KNOWLEDGE AND THE KNOWER—
WHAT COUNTS AS KNOWLEDGE?
MEMES AND OTHER FICTIONS
“MEME”—A NEW KIND OF REPLICATOR!
Atheist and evolutionary biologist Richard Dawkins introduced the idea of "memes" in The Selfish Gene—the 1976 book that gave him fame as a public intellectual. Richard Dawkins is featured in the Knowledge and religion optional theme. His provocative evocation of the viral God meme can be found at the very persistent meme page. A short video encapsulating his perspective on faith and the scientific endeavor is embedded in an encounter with radical atheism.
Invite students to read and assimilate the Dawkins “meme” and the Harari “useful fictions” quotations below. Project the Harari graphic video and acknowledge the self-referential irony of the Dawkins internet meme! Then briskly move on to the hands-on Understanding Natural Selection activity.
HARARI’S USEFUL FICTIONS
Another celebrated viewpoint on persistent cultural memes can be found in the work of Israeli historian and author, Yuval Noah Harari. Harari is a professor in the Department of History at the Hebrew University of Jerusalem and author of several bestseller popular science books. In recent years our school has assigned Sapiens: A Brief History of Humankind (2014) as summer reading for our beginning TOK students.

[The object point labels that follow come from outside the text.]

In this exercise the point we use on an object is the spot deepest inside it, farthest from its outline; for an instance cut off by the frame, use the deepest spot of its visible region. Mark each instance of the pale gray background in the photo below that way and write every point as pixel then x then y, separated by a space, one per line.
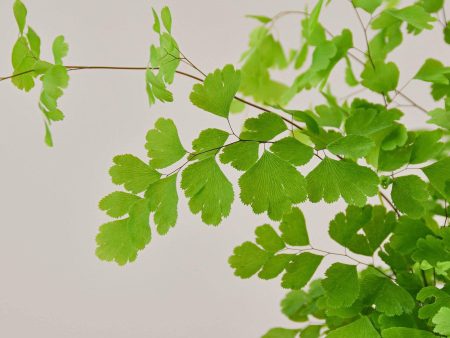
pixel 51 283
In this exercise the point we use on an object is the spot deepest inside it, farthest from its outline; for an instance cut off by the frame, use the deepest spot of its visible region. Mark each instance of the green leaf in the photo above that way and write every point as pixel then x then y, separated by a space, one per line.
pixel 414 15
pixel 23 61
pixel 163 144
pixel 118 203
pixel 434 299
pixel 401 332
pixel 280 332
pixel 293 228
pixel 368 5
pixel 208 143
pixel 217 92
pixel 60 49
pixel 20 13
pixel 352 146
pixel 433 71
pixel 163 201
pixel 387 297
pixel 272 185
pixel 341 285
pixel 332 179
pixel 156 22
pixel 35 42
pixel 208 189
pixel 380 77
pixel 132 173
pixel 268 238
pixel 121 240
pixel 362 230
pixel 241 155
pixel 300 270
pixel 293 151
pixel 410 195
pixel 442 321
pixel 247 259
pixel 263 128
pixel 166 18
pixel 439 175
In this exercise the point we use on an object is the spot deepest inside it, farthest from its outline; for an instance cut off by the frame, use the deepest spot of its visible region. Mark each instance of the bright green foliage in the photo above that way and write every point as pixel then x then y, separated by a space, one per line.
pixel 132 173
pixel 293 228
pixel 293 151
pixel 332 179
pixel 362 230
pixel 300 270
pixel 368 5
pixel 163 201
pixel 241 155
pixel 442 321
pixel 263 128
pixel 163 144
pixel 410 195
pixel 355 147
pixel 272 185
pixel 121 240
pixel 217 92
pixel 341 285
pixel 208 143
pixel 208 190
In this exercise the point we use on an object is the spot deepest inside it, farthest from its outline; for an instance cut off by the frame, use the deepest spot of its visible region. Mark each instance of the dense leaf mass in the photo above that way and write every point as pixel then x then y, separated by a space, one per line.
pixel 389 273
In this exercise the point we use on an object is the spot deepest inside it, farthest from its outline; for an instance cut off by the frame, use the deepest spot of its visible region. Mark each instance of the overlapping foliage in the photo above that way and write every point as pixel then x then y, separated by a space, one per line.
pixel 391 278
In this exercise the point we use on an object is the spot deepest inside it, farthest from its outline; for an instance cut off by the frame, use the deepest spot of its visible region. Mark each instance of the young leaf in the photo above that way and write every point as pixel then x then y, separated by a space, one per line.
pixel 208 143
pixel 217 92
pixel 208 189
pixel 241 155
pixel 332 179
pixel 352 146
pixel 20 13
pixel 293 228
pixel 268 238
pixel 341 285
pixel 247 259
pixel 272 185
pixel 166 18
pixel 118 203
pixel 163 144
pixel 380 77
pixel 368 5
pixel 293 151
pixel 60 49
pixel 163 201
pixel 410 195
pixel 132 173
pixel 121 240
pixel 263 128
pixel 360 328
pixel 300 270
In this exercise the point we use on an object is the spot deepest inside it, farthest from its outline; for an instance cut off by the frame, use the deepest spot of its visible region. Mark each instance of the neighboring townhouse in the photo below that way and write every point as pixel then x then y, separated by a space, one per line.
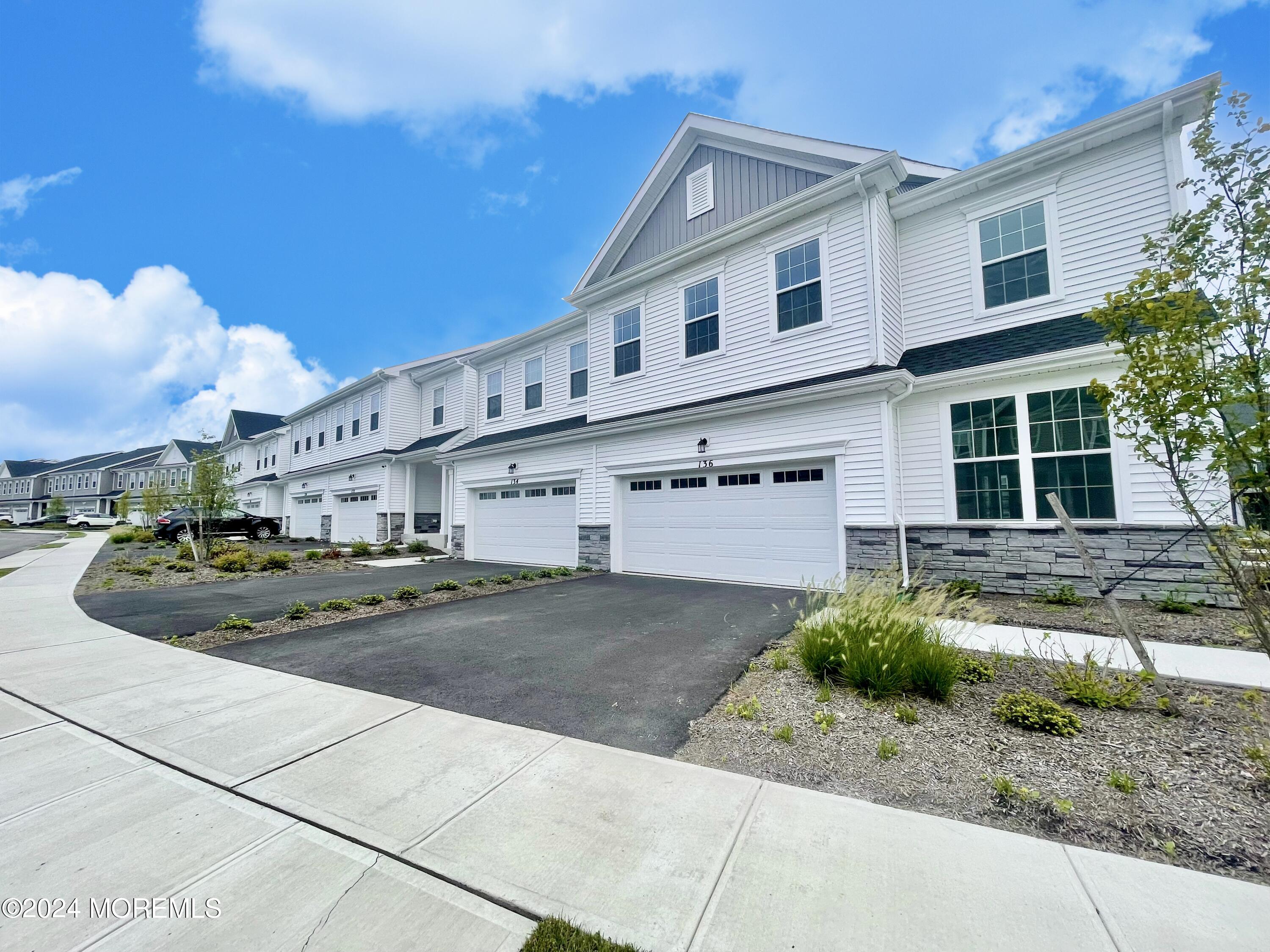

Yuval Harari is also featured elsewhere on this site. His cautionary speculations on AI and the future of policing, medicine, and banking can be found in Chess algorithm—AlphaZero in the Knowledge and technology optional theme. Harari’s “biology enables, culture forbids” stance appears in Democracy and informed citizenship in the Knowledge and politics core theme.
CLASS ACTIVITY II
—UNDERSTANDING NATURAL SELECTION
PLAY THE PEPPERED MOTH GAME
For a quick warm up activity students should go online and play one round of the Peppered Moth Game courtesy of Ask a Biologist at Arizona State University. Here’s how to play:
Guide the predatory bird to the moths. Click on the moth to eat it. You have one minute to eat as many as you can. See what impact eating more light or dark moths has on moth population.
PRECONDITIONS FOR NATURAL SELECTION
Natural selection is the differential survival and reproduction of individuals due to variations in physical characteristics (phenotype). Natural selection drives evolution—changes in the heritable traits of a population over generations driven by environmental contingencies.
Natural selection hinges on:
1. Replicator mechanism—
Physical characteristics are determined by genes (genotype). Genes are encoded by DNA. Organisms must live long enough to reproduce successfully to pass genes on to the subsequent generation.
2. Variation—
Diversity within populations is driven partly by random genetic mutations
3. Competition—
More offspring are produced than can possibly survive resulting in competition for limited resources.
Instead of formally presenting these prerequisites for Natural Selection as a given; take a constructivist, maieutic approach by asking students to derive equivalent bullet points based on their previous knowledge. HL biology students may or may not lead the way.
Next, project these four biological images, previously encountered and unpacked in Instantiation—where is knowledge activity. Further consolidate understanding of natural selection, and how it might play into what counts as knowledge, by asking individual students to speculate how replicators, variation and competition have played play into the evolution and environmental fitness of the coronavirus, bacteria, mantid and underground mycorrhizal network over time.
ARTIFICIAL SELECTION
The straightforward National Geographic quotation and discombobulating pug skull may prove redundant. Consolidate the memes and selection activities by asking the following generative questions:
What is the essential difference between artificial and natural selection?
Why is artificial selection and meme selection so much faster than Darwinian natural selection? Can you think of any exceptions?
How do culturally embedded “memes” and “useful fictions” persist and evolve? To what extent do their propagation and survival align with a replicator/variation/competition model for selection?